Teaching only refusal skills puts the responsibility on victims to say no, Buys said.
“We know that it’s perpetrators who need the education because people who say no still get assaulted,” he said.
Dr. Kellie Woodfield, an obstetrics-gynecology resident at the University of Utah, also spoke in support of the bill.
“When done correctly, consent instruction can reduce the incidence of sexual violence, not by magically convincing a generation that ‘no means no,’ but by dismantling the cultural conditions then actually underscore the sexual violence, including discriminatory attitudes, ignorance and gendered power differentials,” Woodfield said, explaining that she was not representing the university.
But others like Deanna Holland said the teaching of refusal skills, now part of the state standards, “lets us teach children the necessary skills the good representative wants. I’m uncomfortable adding consent into our curriculum when our current curriculum already teaches these safety skills.”
Moss disclosed that her three daughters were sexually abused by a relative during their childhood and it caused great distress in their family for years. She believes that her daughters, who have their own children in their teens and some in college, have done a better job of teaching their children about sex education and about consent than she did.

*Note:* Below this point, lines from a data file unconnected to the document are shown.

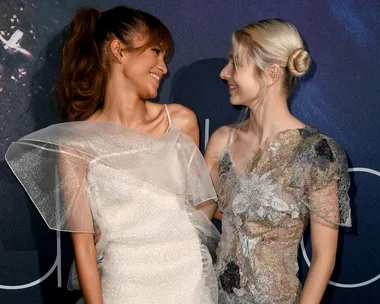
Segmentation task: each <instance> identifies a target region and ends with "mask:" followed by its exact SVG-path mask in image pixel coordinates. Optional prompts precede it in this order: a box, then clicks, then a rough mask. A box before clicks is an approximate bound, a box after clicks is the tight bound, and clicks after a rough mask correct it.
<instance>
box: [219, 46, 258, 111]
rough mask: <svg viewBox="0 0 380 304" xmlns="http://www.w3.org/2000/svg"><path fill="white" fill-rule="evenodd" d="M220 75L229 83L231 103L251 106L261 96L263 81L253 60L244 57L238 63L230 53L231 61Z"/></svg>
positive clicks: (239, 60)
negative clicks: (254, 64)
mask: <svg viewBox="0 0 380 304" xmlns="http://www.w3.org/2000/svg"><path fill="white" fill-rule="evenodd" d="M220 77H221V78H222V79H223V80H226V81H227V83H228V87H229V93H230V102H231V104H233V105H244V106H250V105H252V103H254V102H255V100H257V99H258V98H259V97H260V93H261V92H262V89H263V81H262V80H261V79H260V77H259V74H258V69H257V67H256V66H255V65H254V63H253V62H252V60H248V59H242V60H239V65H237V64H236V62H235V61H234V58H233V56H232V53H230V56H229V62H228V63H227V65H226V66H225V67H224V68H223V70H222V71H221V72H220Z"/></svg>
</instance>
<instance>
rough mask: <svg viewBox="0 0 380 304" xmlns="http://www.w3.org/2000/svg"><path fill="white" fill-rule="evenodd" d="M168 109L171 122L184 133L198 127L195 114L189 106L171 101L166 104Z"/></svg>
mask: <svg viewBox="0 0 380 304" xmlns="http://www.w3.org/2000/svg"><path fill="white" fill-rule="evenodd" d="M168 110H169V113H170V118H171V120H172V123H173V124H174V125H175V126H176V127H178V128H180V129H181V130H182V131H183V132H184V133H187V131H191V130H192V129H194V128H196V129H198V120H197V116H196V115H195V113H194V112H193V111H192V110H190V109H189V108H187V107H185V106H183V105H181V104H178V103H171V104H168Z"/></svg>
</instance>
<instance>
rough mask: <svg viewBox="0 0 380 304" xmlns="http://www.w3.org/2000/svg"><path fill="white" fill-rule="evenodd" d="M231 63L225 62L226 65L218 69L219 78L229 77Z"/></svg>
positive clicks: (222, 78)
mask: <svg viewBox="0 0 380 304" xmlns="http://www.w3.org/2000/svg"><path fill="white" fill-rule="evenodd" d="M230 66H231V64H229V63H227V64H226V66H225V67H224V68H223V69H222V70H221V71H220V75H219V76H220V78H222V79H223V80H228V79H230V78H231V69H230Z"/></svg>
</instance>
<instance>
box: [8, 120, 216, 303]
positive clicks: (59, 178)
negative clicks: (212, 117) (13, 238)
mask: <svg viewBox="0 0 380 304" xmlns="http://www.w3.org/2000/svg"><path fill="white" fill-rule="evenodd" d="M6 160H7V162H8V164H9V166H10V167H11V169H12V171H13V172H14V174H15V175H16V176H17V178H18V179H19V181H20V182H21V184H22V185H23V186H24V188H25V189H26V191H27V192H28V194H29V196H30V198H31V199H32V201H33V203H34V204H35V205H36V207H37V209H38V211H39V212H40V213H41V215H42V216H43V218H44V220H45V221H46V223H47V225H48V226H49V227H50V228H51V229H59V230H62V231H70V232H87V233H93V232H94V225H96V226H97V227H98V228H99V229H100V231H101V238H100V240H99V242H98V243H97V244H96V248H97V255H98V264H99V268H100V273H101V286H102V294H103V301H104V302H103V303H105V304H121V303H123V304H124V303H125V304H126V303H128V304H133V303H136V304H137V303H138V304H142V303H144V304H145V303H146V304H148V303H157V304H163V303H165V304H171V303H172V304H179V303H181V304H186V303H188V304H195V303H196V304H206V303H207V304H208V303H209V304H211V303H217V297H218V288H217V280H216V276H215V273H214V270H213V266H212V259H211V256H210V253H209V249H212V248H213V247H214V248H215V247H216V244H217V243H218V241H219V235H218V231H217V230H216V228H215V227H214V226H213V225H212V224H211V222H210V221H209V220H208V218H207V217H206V216H205V214H204V213H203V212H201V211H197V210H196V209H195V206H196V205H197V204H200V203H201V202H203V201H205V200H208V199H212V198H215V197H216V194H215V191H214V188H213V186H212V182H211V180H210V177H209V174H208V170H207V167H206V164H205V162H204V160H203V157H202V155H201V153H200V151H199V150H198V148H197V147H196V146H195V144H194V143H193V141H192V139H191V138H190V137H188V136H186V135H183V134H182V133H181V131H180V130H179V129H178V128H176V127H175V126H171V127H170V129H169V130H168V132H167V133H165V134H164V135H163V136H161V137H160V138H154V137H152V136H150V135H148V134H146V133H143V132H140V131H138V130H135V129H131V128H128V127H125V126H121V125H117V124H114V123H110V122H96V121H85V122H71V123H62V124H57V125H53V126H50V127H48V128H46V129H42V130H40V131H37V132H35V133H32V134H30V135H27V136H25V137H24V138H22V139H20V140H19V141H17V142H15V143H13V144H12V145H11V146H10V148H9V150H8V152H7V155H6ZM207 247H208V248H207ZM74 279H75V275H74ZM71 283H73V282H71ZM74 284H75V280H74Z"/></svg>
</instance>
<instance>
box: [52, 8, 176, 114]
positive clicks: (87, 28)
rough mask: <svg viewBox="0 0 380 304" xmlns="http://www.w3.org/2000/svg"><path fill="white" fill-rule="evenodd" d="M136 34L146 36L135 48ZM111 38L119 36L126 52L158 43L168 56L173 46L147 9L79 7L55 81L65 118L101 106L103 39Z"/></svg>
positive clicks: (104, 72) (107, 65) (106, 67)
mask: <svg viewBox="0 0 380 304" xmlns="http://www.w3.org/2000/svg"><path fill="white" fill-rule="evenodd" d="M136 34H139V35H144V36H146V37H147V38H148V39H147V40H146V43H145V45H143V46H142V47H139V48H138V49H134V48H133V43H132V40H133V38H134V37H135V35H136ZM112 39H118V40H120V41H121V42H122V43H124V44H125V46H126V47H127V49H128V51H130V52H131V51H139V52H140V51H141V52H142V51H144V50H146V49H147V48H148V47H151V46H153V45H160V46H161V47H162V48H163V49H165V51H166V54H167V57H170V55H171V53H172V49H173V40H172V37H171V34H170V32H169V30H168V29H167V28H166V26H165V25H164V24H163V23H162V22H161V21H160V20H158V19H157V18H156V17H154V16H152V15H150V14H148V13H145V12H143V11H140V10H136V9H133V8H129V7H126V6H118V7H115V8H112V9H110V10H108V11H105V12H103V13H102V12H101V11H100V10H98V9H96V8H82V9H80V10H79V11H78V12H77V14H76V15H75V17H74V19H73V20H72V22H71V24H70V29H69V33H68V39H67V41H66V42H65V44H64V46H63V52H62V56H63V58H62V71H61V75H60V77H59V79H58V83H57V93H58V98H59V100H60V102H61V105H62V108H63V110H64V111H65V113H66V115H67V121H79V120H86V119H87V118H89V117H90V116H91V115H92V114H93V113H95V111H96V110H97V109H98V108H99V107H100V106H101V104H102V101H103V98H104V94H105V84H106V75H107V68H108V61H107V55H108V52H107V47H106V43H107V42H110V41H111V40H112Z"/></svg>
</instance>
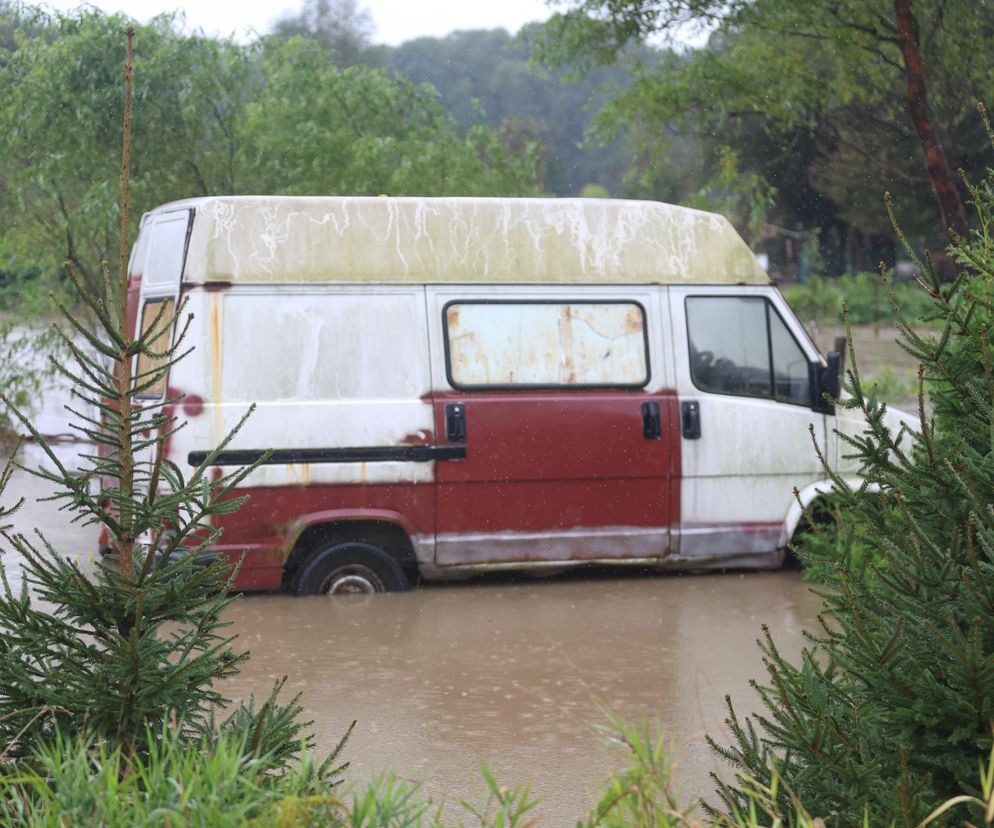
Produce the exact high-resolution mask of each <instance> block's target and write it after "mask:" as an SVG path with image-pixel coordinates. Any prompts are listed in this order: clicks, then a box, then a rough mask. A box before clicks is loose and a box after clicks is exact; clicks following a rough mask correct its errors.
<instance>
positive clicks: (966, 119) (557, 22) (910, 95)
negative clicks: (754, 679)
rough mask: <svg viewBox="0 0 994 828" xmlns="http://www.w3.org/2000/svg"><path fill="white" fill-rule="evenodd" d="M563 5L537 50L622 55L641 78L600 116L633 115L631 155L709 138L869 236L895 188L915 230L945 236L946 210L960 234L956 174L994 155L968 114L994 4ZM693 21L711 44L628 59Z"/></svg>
mask: <svg viewBox="0 0 994 828" xmlns="http://www.w3.org/2000/svg"><path fill="white" fill-rule="evenodd" d="M568 5H569V6H570V8H569V9H568V10H567V11H566V12H564V13H560V14H558V15H555V16H554V17H553V18H552V20H551V21H550V22H549V23H548V24H547V26H546V28H545V30H544V33H543V36H542V38H541V39H540V41H539V44H538V51H537V54H538V56H539V57H540V58H541V59H543V60H546V61H551V62H554V63H559V62H563V61H580V62H581V65H586V66H592V65H598V64H603V63H614V62H618V61H625V60H627V63H628V65H629V67H630V71H631V72H632V75H633V77H634V78H635V82H634V84H633V85H632V86H631V87H630V90H629V91H628V92H627V93H626V94H625V95H623V96H620V97H619V98H617V99H616V100H614V101H613V102H611V103H610V104H609V105H608V106H607V107H606V108H605V109H604V110H603V114H602V123H604V124H606V125H608V126H618V125H625V126H626V127H627V125H630V124H631V125H633V130H632V131H633V134H634V137H633V140H634V141H635V143H636V147H637V151H639V152H645V153H648V154H649V155H652V156H665V155H666V153H667V152H668V149H669V143H670V142H669V141H668V140H667V136H668V135H669V134H671V133H672V132H673V131H674V130H679V131H680V132H681V133H688V132H689V133H690V134H692V135H695V136H697V137H698V138H699V139H702V140H703V141H704V143H705V146H707V144H708V143H711V144H713V143H714V141H715V139H717V141H718V142H719V143H724V144H728V145H729V146H732V147H733V148H734V149H735V150H736V151H737V152H739V154H740V157H741V158H742V160H743V163H744V165H745V168H746V169H754V170H756V171H758V172H760V173H762V174H764V175H765V176H766V177H767V178H768V179H769V181H770V183H771V184H772V185H773V186H774V187H775V188H776V189H777V191H778V193H779V194H780V197H781V198H786V197H788V196H790V194H791V193H792V191H798V190H799V191H801V192H803V191H805V190H807V191H808V193H809V194H810V193H812V188H813V191H814V193H815V194H820V196H821V197H822V198H823V199H824V198H825V197H827V199H828V200H830V203H831V204H832V206H833V212H835V213H836V214H837V215H838V217H839V218H840V219H842V220H843V221H845V222H849V223H853V224H856V225H858V226H860V227H862V228H863V229H864V230H867V231H878V232H886V231H887V229H888V228H887V227H886V225H885V224H884V223H883V222H881V221H880V220H879V219H878V217H877V216H878V211H877V210H876V209H875V207H874V205H875V204H876V203H877V202H876V199H877V194H878V193H879V192H880V191H881V190H883V189H885V188H889V189H891V190H893V191H894V192H895V195H896V197H898V198H899V199H900V200H901V201H902V203H909V204H912V203H913V204H915V205H916V207H917V209H916V214H917V215H920V216H921V220H919V221H916V222H915V226H914V227H912V228H911V229H912V230H913V231H915V232H927V233H928V234H930V235H931V236H933V237H935V236H936V235H939V236H940V237H941V235H942V234H937V233H936V231H935V228H936V227H937V225H938V224H939V222H938V221H937V220H936V218H937V217H938V216H940V215H941V219H942V225H943V226H945V227H952V228H953V229H955V230H957V231H958V232H961V233H962V232H963V230H964V227H965V218H964V216H965V214H964V213H963V208H962V198H961V195H962V193H961V188H960V189H958V188H957V186H956V184H955V183H954V181H953V176H952V175H951V174H950V173H949V169H950V168H952V169H955V168H956V167H957V166H962V167H965V168H967V169H971V168H976V167H977V166H978V162H980V161H981V159H984V158H989V157H990V147H988V146H986V144H985V142H984V140H983V135H982V131H980V130H979V129H977V128H976V127H975V125H974V124H973V121H974V120H975V118H972V117H971V115H970V113H971V112H972V107H973V102H974V101H976V100H978V99H982V98H984V97H986V96H987V95H988V94H989V90H990V89H991V86H992V82H994V72H992V71H991V69H990V66H989V64H988V63H987V62H985V61H983V60H978V59H977V56H978V55H980V54H983V53H984V50H985V48H986V47H985V46H984V44H985V43H987V42H988V40H989V38H990V36H991V32H992V31H994V11H992V9H991V7H990V6H989V5H987V4H982V5H981V6H978V5H977V4H974V3H969V2H966V1H965V0H916V2H914V4H913V5H912V4H909V3H908V2H907V0H874V2H870V3H866V2H862V0H860V2H856V0H853V2H841V3H840V2H837V1H836V0H815V2H809V3H793V2H789V0H756V1H755V2H747V0H734V2H730V3H729V2H718V0H700V1H698V0H693V2H688V0H621V2H604V0H571V2H569V4H568ZM688 31H690V32H691V33H694V32H697V33H700V32H708V33H709V34H710V39H709V42H708V45H707V46H706V47H704V48H701V49H692V50H684V52H683V54H681V55H675V56H674V57H673V58H672V59H669V60H665V61H662V62H660V63H658V64H656V65H652V64H648V63H646V62H644V61H640V60H637V59H634V60H633V59H631V57H630V56H629V57H627V58H626V52H625V49H626V48H628V47H629V45H630V44H632V43H642V42H645V41H646V40H647V39H648V40H656V39H658V38H660V37H664V38H666V37H669V38H679V37H681V36H684V35H685V34H686V33H687V32H688ZM926 93H927V94H926ZM943 150H944V152H943ZM944 155H945V156H946V157H947V158H948V162H947V163H944V162H943V160H942V159H943V156H944ZM804 200H805V201H810V200H811V199H810V198H805V199H804ZM800 201H801V199H800V198H799V199H798V202H800ZM930 204H931V205H934V206H930ZM935 206H938V207H939V210H938V211H937V210H935ZM798 208H800V209H801V210H802V211H803V208H804V204H803V203H797V202H795V204H794V205H793V209H794V210H796V209H798ZM807 212H808V215H809V216H810V213H811V210H810V207H809V208H808V210H807ZM790 215H791V216H796V215H803V212H801V213H800V214H799V213H797V212H793V211H790ZM823 220H824V217H823Z"/></svg>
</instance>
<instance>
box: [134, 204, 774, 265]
mask: <svg viewBox="0 0 994 828" xmlns="http://www.w3.org/2000/svg"><path fill="white" fill-rule="evenodd" d="M179 207H191V208H193V209H194V211H195V212H194V221H193V228H192V231H191V233H190V241H189V250H188V253H187V259H186V271H185V273H184V279H183V281H184V282H185V283H187V284H204V283H226V282H228V283H232V284H240V283H250V284H273V283H287V282H295V283H308V282H381V283H402V284H403V283H407V284H419V283H432V284H447V283H454V284H455V283H458V284H495V283H503V284H680V283H686V284H763V285H766V284H770V279H769V276H768V275H767V274H766V272H765V271H764V270H763V269H762V267H761V266H760V265H759V263H758V262H757V261H756V258H755V256H754V255H753V253H752V251H751V250H750V249H749V247H748V245H746V243H745V242H744V241H743V240H742V238H741V237H740V236H739V235H738V233H737V232H736V231H735V229H734V228H733V227H732V225H731V223H730V222H729V221H728V219H726V218H725V217H724V216H720V215H717V214H715V213H707V212H704V211H702V210H694V209H691V208H687V207H678V206H674V205H671V204H663V203H660V202H653V201H625V200H614V199H551V198H409V197H405V198H387V197H341V196H338V197H331V196H329V197H300V196H216V197H207V198H197V199H187V200H185V201H179V202H172V203H170V204H165V205H162V206H161V207H158V208H156V209H155V210H154V211H152V214H156V213H159V212H164V211H168V210H175V209H177V208H179Z"/></svg>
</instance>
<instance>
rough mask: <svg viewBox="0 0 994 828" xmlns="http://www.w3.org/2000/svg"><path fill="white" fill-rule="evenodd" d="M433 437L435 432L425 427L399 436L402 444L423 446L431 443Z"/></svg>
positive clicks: (411, 445)
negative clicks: (400, 437)
mask: <svg viewBox="0 0 994 828" xmlns="http://www.w3.org/2000/svg"><path fill="white" fill-rule="evenodd" d="M434 438H435V434H434V432H432V431H429V430H428V429H426V428H421V429H418V430H417V431H414V432H412V433H410V434H405V435H404V436H403V437H401V438H400V444H401V445H402V446H424V445H428V444H429V443H431V441H432V440H433V439H434Z"/></svg>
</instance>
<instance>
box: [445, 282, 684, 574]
mask: <svg viewBox="0 0 994 828" xmlns="http://www.w3.org/2000/svg"><path fill="white" fill-rule="evenodd" d="M495 295H496V296H499V298H495ZM428 301H429V312H430V313H431V314H432V321H431V324H430V330H431V332H432V336H433V337H434V338H435V339H436V341H435V342H433V343H432V356H433V384H434V388H435V393H434V399H435V423H436V433H437V435H438V442H439V446H440V447H443V446H444V447H450V448H455V447H464V449H465V456H464V457H461V458H459V459H452V460H451V461H445V462H439V463H437V465H436V481H437V504H436V527H437V535H436V563H437V564H438V565H440V566H453V565H457V566H482V567H486V566H491V565H501V564H512V563H513V564H520V563H550V564H551V563H554V562H560V561H562V562H569V561H580V560H582V561H610V560H619V559H644V560H647V561H656V560H658V559H660V558H662V557H663V556H665V555H666V554H667V551H668V549H669V533H670V524H671V522H672V520H673V519H674V509H675V506H676V504H675V497H674V480H675V474H676V469H677V464H678V457H677V456H676V451H677V450H678V441H677V440H676V439H674V436H675V434H676V427H677V424H676V398H675V394H673V393H672V392H671V391H670V392H667V391H664V390H663V385H662V379H661V376H662V371H661V366H660V365H659V364H656V363H657V362H660V361H661V360H657V359H654V356H655V352H654V350H653V349H651V348H650V337H649V335H648V332H649V330H650V329H655V327H656V326H657V325H658V321H659V314H658V307H657V304H656V303H657V302H658V290H653V289H651V288H647V289H634V290H631V291H628V292H626V293H625V294H624V295H623V297H622V298H619V295H618V293H617V291H616V290H613V289H596V290H595V289H590V288H575V289H569V288H557V289H553V290H550V289H549V288H543V289H531V290H528V289H514V290H511V289H505V290H501V291H500V292H499V293H496V292H495V289H494V288H493V287H490V288H483V289H481V288H465V289H452V288H444V289H443V288H430V289H429V294H428Z"/></svg>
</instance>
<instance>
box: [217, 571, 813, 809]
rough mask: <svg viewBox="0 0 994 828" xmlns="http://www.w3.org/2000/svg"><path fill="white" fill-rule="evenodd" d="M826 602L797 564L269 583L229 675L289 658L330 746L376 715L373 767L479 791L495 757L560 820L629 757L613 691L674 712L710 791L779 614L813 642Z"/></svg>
mask: <svg viewBox="0 0 994 828" xmlns="http://www.w3.org/2000/svg"><path fill="white" fill-rule="evenodd" d="M819 606H820V602H819V601H818V599H817V598H816V597H815V596H813V595H812V594H811V593H810V592H809V591H808V589H807V588H806V587H805V585H804V584H803V583H801V580H800V577H799V576H798V574H797V573H796V572H795V573H791V572H783V573H771V574H758V573H756V574H748V575H739V574H724V575H721V574H712V575H693V576H691V575H684V576H673V575H668V576H642V577H636V576H625V577H611V578H608V577H584V578H577V577H576V576H573V577H571V578H569V579H555V580H552V581H548V582H534V581H532V582H528V581H517V582H507V581H506V580H505V581H503V582H494V581H486V582H483V583H479V584H477V583H461V584H454V585H448V586H433V587H428V588H423V589H420V590H415V591H413V592H411V593H407V594H395V595H384V596H373V597H369V598H363V597H361V596H356V597H349V596H339V597H338V598H331V599H327V598H306V599H294V598H289V597H282V596H252V597H246V598H245V599H244V600H242V601H239V602H238V603H237V605H236V606H234V607H233V608H232V610H231V612H230V618H231V620H232V621H233V622H234V628H235V629H236V630H237V631H238V633H239V634H240V636H241V641H242V642H243V643H244V644H246V645H247V646H248V647H249V648H250V649H251V650H252V654H253V659H252V661H251V662H249V664H248V665H247V667H246V669H245V670H244V672H243V673H242V675H241V676H240V677H239V678H238V679H236V680H235V681H233V682H231V683H230V685H229V686H228V688H227V689H228V691H229V693H231V694H233V695H236V696H241V695H244V694H247V693H248V692H250V691H253V690H254V691H255V692H256V693H258V692H260V690H261V688H264V687H265V686H266V684H267V683H269V682H270V681H271V680H272V679H275V678H277V677H279V676H281V675H284V674H286V675H288V676H290V680H289V683H288V688H290V689H292V690H301V691H303V692H304V698H303V702H304V706H305V708H306V710H307V714H308V716H309V717H312V718H314V720H315V728H316V731H317V734H318V738H319V741H320V743H321V744H322V746H324V747H325V748H328V747H330V746H331V745H333V744H334V743H335V741H336V740H337V739H338V737H339V736H340V735H341V734H342V733H343V732H344V731H345V729H346V727H347V726H348V723H349V722H350V721H351V720H352V719H353V718H354V719H357V720H358V725H357V727H356V730H355V733H354V735H353V737H352V740H351V742H350V745H349V748H348V758H350V759H351V760H352V761H353V768H354V770H355V771H356V774H357V775H358V776H360V777H365V776H368V775H370V774H372V773H374V772H375V771H377V770H380V769H383V768H385V767H393V768H395V769H396V770H398V771H399V772H401V773H403V774H405V775H408V776H410V777H413V778H417V779H423V780H425V783H426V788H427V790H428V791H429V792H431V793H432V794H436V795H442V794H443V793H447V794H448V796H449V797H450V798H452V797H453V795H456V796H461V797H464V798H469V799H471V800H474V799H478V798H479V797H480V795H481V790H480V788H481V785H480V783H479V781H478V779H479V777H478V775H477V774H476V773H475V770H476V768H477V767H478V766H479V763H480V762H486V763H487V764H489V765H490V766H491V767H492V768H493V769H494V770H495V771H496V773H497V775H498V778H499V779H500V780H501V781H502V782H503V783H504V784H511V783H515V784H516V783H522V782H529V783H531V785H532V788H533V791H534V793H535V794H536V795H537V796H538V797H539V798H540V799H541V800H542V801H543V803H544V806H543V808H542V812H543V814H544V815H545V816H546V818H547V819H546V822H547V824H550V825H565V824H572V822H573V820H575V819H576V818H577V817H578V816H580V815H581V814H582V813H583V812H584V811H585V810H586V808H587V807H588V805H589V796H588V793H589V792H590V791H591V789H592V788H594V787H595V786H596V784H597V782H598V781H599V780H601V779H602V778H603V777H605V776H606V774H607V773H608V771H609V770H610V769H611V768H612V767H613V766H615V765H617V760H618V757H617V754H612V753H611V751H610V750H609V749H608V746H607V744H606V741H605V739H604V737H603V735H601V734H599V733H598V731H597V725H598V724H599V723H602V722H603V717H602V715H601V714H600V713H599V711H598V705H601V704H602V705H606V706H607V707H609V708H610V709H611V710H613V711H614V712H615V713H617V714H619V715H620V716H622V717H623V718H625V719H631V720H637V719H640V718H642V717H648V718H649V719H650V720H651V721H652V722H654V723H655V724H657V725H658V726H660V727H661V728H662V730H663V731H664V732H665V733H666V734H667V739H668V741H669V743H670V744H671V746H672V748H673V749H674V751H675V752H676V755H677V758H678V763H679V764H678V770H677V778H678V779H679V780H680V788H681V790H682V791H685V792H686V794H687V795H688V796H692V795H706V794H708V793H709V792H710V790H709V785H708V771H710V770H712V769H714V768H715V767H716V765H715V763H714V761H713V759H712V757H711V755H710V753H709V751H708V749H707V748H706V746H705V744H704V741H703V739H704V734H705V733H710V734H715V735H720V734H721V733H722V732H723V719H724V714H725V709H724V701H723V699H724V695H725V694H726V693H729V692H730V693H732V694H733V696H734V697H736V698H738V699H739V702H740V705H741V707H742V709H752V707H753V706H754V700H753V697H752V694H751V693H749V691H748V680H749V678H750V677H753V676H756V675H758V674H759V672H760V670H761V662H760V658H759V654H758V650H757V648H756V646H755V644H754V641H755V639H756V637H757V635H758V634H759V632H760V626H761V624H763V623H767V624H769V625H770V626H771V628H772V629H773V630H774V632H775V635H776V638H777V641H778V642H779V644H780V645H781V646H782V647H783V649H784V650H785V651H787V652H788V653H795V652H799V649H800V644H801V629H802V628H803V627H805V626H808V627H810V626H812V625H813V623H814V621H815V614H816V613H817V611H818V608H819Z"/></svg>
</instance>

“I believe that parents are the primary educators of their children’s sexual education but schools can open the door for conversation,” said Moss.
A retired high school English teacher, Moss said she has spent nearly half of her life around teenagers and she is aware of anecdotes and government data that show “Utah teens continue to grapple with unhealthy and abusive dating relationships.”
“Consent is not about engaging in sexual activity. Consent is agreeing to behaviors within one’s personal boundaries and set comfort level. Teaching students about consent can help keep them safe from predators or sexual abuse, but it can also be about simpler things like whether they want to play a game or get a hug from a classmate,” she said.
The panel also voted to hold HB177 at the committee level rather than return it to the House Rules Committee. Moss said she plans to continue to work on the legislation to attempt to address concerns raised by committee members.